Dear All Saints:
Today is the Last Sunday after Epiphany, a season of the Church year in which Jesus is revealed as God’s son through many signs and wonders. This culminates with his transfiguration on a mountaintop accompanied by his closest disciples.
In the coming week, we will celebrate Shrove Tuesday, also known as Mardi Gras (Fat Tuesday), a day when, according to tradition, households used up all of their oil, eggs, and dairy which would be given up for Lent. That’s why we eat pancakes or, in some areas, fasnachts or pączki. In Latin cultures, Carnivale is the great festival before the austerity of Lent begins. Call it what you will – Mardi Gras or Carnivale – it’s a big party!
And yet, the word shrove, as in “Shrove Tuesday,” comes from the word shrive which means to absolve. All of the feasting and celebration is to be preceded by visiting one’s confessor (a priest), confessing one’s sins, and receiving the pardon of the Church. In parts of the world, church bells ring to call the faithful to confession on Shrove Tuesday so that people can clear their pantries and feast with a clean conscience, well-prepared for Ash Wednesday and Lent that follows.

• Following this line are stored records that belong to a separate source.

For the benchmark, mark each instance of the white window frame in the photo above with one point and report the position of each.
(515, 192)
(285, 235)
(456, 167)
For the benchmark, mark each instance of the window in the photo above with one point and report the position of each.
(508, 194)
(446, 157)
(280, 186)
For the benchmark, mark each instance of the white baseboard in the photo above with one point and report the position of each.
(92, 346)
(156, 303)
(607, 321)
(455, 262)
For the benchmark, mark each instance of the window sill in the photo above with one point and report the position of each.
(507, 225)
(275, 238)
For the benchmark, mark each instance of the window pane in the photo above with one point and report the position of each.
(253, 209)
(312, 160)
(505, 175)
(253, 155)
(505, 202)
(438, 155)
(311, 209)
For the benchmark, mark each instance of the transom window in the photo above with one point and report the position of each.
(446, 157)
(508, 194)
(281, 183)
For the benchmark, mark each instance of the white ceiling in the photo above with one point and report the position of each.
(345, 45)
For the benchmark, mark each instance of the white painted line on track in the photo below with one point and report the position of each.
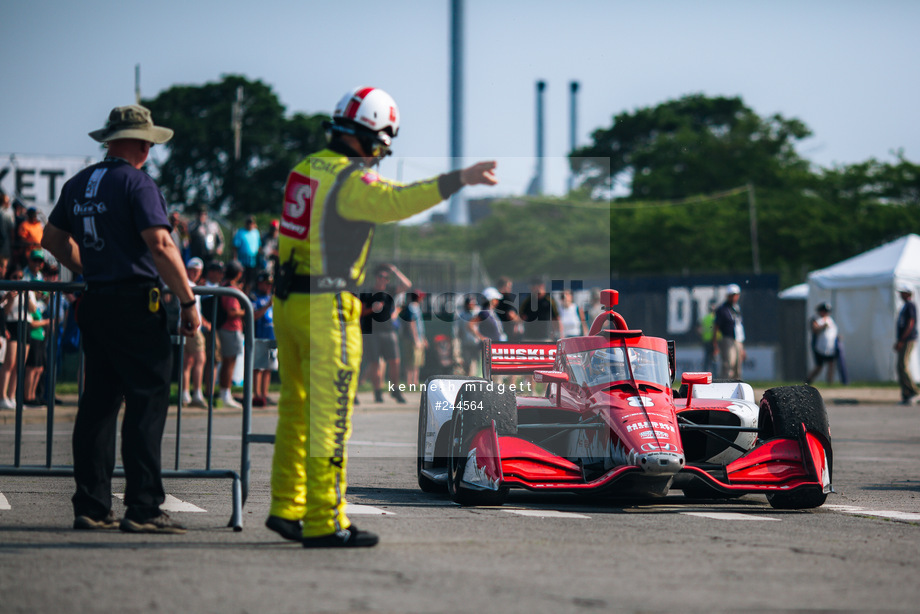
(547, 514)
(173, 504)
(353, 509)
(728, 516)
(860, 511)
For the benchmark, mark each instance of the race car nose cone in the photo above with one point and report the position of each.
(660, 463)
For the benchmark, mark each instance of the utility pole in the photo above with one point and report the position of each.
(752, 211)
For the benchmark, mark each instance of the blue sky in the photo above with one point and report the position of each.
(847, 69)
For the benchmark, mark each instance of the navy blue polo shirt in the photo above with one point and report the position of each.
(105, 207)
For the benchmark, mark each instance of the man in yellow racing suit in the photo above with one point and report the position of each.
(332, 201)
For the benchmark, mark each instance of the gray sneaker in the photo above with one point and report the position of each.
(158, 524)
(85, 523)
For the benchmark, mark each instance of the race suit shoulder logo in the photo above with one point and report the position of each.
(298, 205)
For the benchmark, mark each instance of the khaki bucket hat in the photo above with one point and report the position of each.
(131, 122)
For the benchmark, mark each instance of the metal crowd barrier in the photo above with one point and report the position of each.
(240, 485)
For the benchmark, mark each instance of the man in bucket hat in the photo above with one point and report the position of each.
(111, 224)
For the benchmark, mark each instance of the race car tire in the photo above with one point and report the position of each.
(782, 411)
(424, 483)
(502, 408)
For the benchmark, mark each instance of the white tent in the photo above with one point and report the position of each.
(865, 305)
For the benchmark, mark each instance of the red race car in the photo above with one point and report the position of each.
(610, 423)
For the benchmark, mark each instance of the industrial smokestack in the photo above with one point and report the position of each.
(536, 184)
(573, 126)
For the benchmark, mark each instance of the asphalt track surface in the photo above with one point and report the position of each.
(860, 552)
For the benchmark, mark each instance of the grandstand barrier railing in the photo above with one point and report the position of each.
(55, 292)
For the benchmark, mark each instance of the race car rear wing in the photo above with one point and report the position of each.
(516, 358)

I don’t know of any Episcopal churches that are quite so rigorous in their Shrove Tuesday observances. It’s a good reminder, though, that confession and absolution are important acts in the life of faith, as we recognize that we are sinners in need of forgiveness that is God’s to give. So before issuing an invitation to the observance of a Holy Lent on Wednesday, I invite you to take a moment on Tuesday in prayer. Read the Prayer of Confession on page 360 of the Book of Common Prayer, and then come enjoy some pancakes with us at St. Matthew Trinity beginning at 6:00 p.m.!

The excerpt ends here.